The common law and the physical liberty of the individual
Per Murphy JA in Furesh v Schor [2013] WASCA 231 at [99]
In Secretary, Department of Health and Community Services v JWB [1992] HCA 15; (1992) 175 CLR 218. In that case, Mason CJ, Dawson, Toohey & Gaudron JJ spoke of (233):
- [t]he notion that, prima facie, any physical contact or threat of it is unlawful, is a right in each person to bodily integrity. That is to say, the right in an individual to choose what occurs with respect to his or her own person. In his Commentaries, Blackstone wrote:
- [T]he law cannot draw the line between different degrees of violence, and therefore totally prohibits the first and lowest stage of it; every man's person being sacred, and no other having a right to meddle with it, in any the slightest manner.

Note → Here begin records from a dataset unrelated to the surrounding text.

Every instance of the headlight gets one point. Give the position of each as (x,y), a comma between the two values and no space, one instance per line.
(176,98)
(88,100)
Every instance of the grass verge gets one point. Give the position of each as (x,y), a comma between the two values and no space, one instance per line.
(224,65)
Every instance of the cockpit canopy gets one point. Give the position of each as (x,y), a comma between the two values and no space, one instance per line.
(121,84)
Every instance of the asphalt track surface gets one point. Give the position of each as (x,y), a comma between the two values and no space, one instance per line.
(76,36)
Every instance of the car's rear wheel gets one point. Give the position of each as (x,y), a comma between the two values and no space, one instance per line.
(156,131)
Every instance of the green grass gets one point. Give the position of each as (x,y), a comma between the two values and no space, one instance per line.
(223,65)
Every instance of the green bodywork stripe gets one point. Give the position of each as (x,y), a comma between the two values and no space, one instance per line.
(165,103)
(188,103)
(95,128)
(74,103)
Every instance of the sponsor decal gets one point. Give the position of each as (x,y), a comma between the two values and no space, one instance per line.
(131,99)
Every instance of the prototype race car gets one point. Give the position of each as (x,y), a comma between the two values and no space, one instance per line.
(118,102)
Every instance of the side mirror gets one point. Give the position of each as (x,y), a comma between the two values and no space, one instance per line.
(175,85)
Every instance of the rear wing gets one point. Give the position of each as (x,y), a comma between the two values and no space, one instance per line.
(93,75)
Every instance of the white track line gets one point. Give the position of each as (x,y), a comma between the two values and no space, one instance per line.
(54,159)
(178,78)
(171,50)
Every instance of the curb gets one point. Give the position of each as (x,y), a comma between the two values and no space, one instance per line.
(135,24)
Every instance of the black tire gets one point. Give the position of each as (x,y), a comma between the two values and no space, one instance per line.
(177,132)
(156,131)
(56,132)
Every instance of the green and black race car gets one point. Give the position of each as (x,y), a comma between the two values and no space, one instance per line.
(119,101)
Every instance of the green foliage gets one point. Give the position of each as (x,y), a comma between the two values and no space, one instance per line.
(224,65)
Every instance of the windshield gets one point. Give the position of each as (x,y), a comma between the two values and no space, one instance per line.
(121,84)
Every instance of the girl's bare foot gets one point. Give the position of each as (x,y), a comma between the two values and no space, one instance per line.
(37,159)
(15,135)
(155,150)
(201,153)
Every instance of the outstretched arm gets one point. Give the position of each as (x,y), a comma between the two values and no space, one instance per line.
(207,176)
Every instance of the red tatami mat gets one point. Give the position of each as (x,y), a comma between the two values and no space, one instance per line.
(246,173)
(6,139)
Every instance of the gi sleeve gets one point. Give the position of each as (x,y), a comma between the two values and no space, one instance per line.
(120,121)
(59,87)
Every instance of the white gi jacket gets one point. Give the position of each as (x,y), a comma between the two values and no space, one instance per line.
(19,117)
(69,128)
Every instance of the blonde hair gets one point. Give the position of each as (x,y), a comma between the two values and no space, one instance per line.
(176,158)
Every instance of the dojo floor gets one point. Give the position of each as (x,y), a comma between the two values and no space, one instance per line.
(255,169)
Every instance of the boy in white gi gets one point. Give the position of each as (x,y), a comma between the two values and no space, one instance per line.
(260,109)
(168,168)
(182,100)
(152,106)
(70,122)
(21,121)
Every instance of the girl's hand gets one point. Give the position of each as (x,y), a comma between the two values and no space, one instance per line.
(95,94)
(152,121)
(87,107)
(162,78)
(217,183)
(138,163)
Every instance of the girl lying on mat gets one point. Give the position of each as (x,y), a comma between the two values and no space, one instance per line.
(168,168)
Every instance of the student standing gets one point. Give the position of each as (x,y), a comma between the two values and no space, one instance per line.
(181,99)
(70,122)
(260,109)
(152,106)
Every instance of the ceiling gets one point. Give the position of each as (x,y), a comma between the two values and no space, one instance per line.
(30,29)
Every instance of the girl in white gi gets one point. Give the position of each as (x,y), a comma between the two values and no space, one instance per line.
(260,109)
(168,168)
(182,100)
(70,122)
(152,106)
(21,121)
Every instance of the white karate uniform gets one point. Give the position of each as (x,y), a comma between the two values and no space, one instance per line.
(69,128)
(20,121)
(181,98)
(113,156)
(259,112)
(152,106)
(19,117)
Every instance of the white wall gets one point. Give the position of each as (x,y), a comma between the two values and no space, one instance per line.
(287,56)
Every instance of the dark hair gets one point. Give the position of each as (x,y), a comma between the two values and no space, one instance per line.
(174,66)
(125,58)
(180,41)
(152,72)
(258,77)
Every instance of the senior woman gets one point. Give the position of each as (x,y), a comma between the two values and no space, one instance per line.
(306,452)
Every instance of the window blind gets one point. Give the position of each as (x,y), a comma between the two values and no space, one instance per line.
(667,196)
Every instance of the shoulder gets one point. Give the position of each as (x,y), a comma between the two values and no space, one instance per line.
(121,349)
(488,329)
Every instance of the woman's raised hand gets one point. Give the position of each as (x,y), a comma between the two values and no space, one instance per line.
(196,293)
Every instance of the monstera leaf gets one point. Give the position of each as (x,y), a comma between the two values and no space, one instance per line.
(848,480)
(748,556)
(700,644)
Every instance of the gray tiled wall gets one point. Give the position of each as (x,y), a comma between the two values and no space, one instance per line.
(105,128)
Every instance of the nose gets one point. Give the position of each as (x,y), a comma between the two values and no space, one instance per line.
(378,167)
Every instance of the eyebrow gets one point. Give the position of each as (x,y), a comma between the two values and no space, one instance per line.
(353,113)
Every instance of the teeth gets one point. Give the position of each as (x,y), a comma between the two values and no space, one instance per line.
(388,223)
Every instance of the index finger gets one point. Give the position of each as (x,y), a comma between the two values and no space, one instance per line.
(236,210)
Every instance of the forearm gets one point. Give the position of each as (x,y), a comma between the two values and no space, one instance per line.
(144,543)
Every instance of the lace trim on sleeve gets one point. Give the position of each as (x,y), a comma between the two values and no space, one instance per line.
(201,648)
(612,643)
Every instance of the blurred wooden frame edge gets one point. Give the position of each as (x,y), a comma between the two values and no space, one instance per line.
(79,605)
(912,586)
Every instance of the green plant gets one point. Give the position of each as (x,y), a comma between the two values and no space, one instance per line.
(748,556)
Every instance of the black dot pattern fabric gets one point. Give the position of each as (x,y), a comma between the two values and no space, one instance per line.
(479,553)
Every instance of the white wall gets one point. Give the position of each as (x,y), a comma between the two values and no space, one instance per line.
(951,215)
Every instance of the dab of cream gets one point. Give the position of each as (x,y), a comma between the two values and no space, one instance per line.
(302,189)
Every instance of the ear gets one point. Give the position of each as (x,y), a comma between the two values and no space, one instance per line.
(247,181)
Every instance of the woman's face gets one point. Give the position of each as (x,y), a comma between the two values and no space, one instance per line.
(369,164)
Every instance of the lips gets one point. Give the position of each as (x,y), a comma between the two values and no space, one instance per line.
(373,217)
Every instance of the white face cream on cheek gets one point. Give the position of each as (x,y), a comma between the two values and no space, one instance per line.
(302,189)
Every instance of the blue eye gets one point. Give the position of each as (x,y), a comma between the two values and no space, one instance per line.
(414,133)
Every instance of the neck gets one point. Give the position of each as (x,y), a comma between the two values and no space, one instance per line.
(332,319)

- It is the central thesis of the common law doctrine of trespass to the person that the voluntary choices and decisions of an adult person of sound mind concerning what is or is not done to his or her body must be respected and accepted, irrespective of what others, including doctors, may think is in the best interests of that particular person. To this general thesis, there is an exception: a person cannot consent to the infliction of grievous bodily harm without a 'good reason' (Attorney-General's Reference [No 6 of 1980][1981] EWCA Crim 1; , [1981] 1 QB 715, 719). But save in this exceptional case, the common law respects and preserves the autonomy of adult persons of sound mind with respect to their bodies. By doing so, the common law accepts that a person has rights of control and self-determination in respect of his or her body which other persons must respect. Those rights can only be altered with the consent of the person concerned. Thus, the legal requirement of consent to bodily interference protects the autonomy and dignity of the individual and limits the power of others to interfere with that person's body (309 - 310).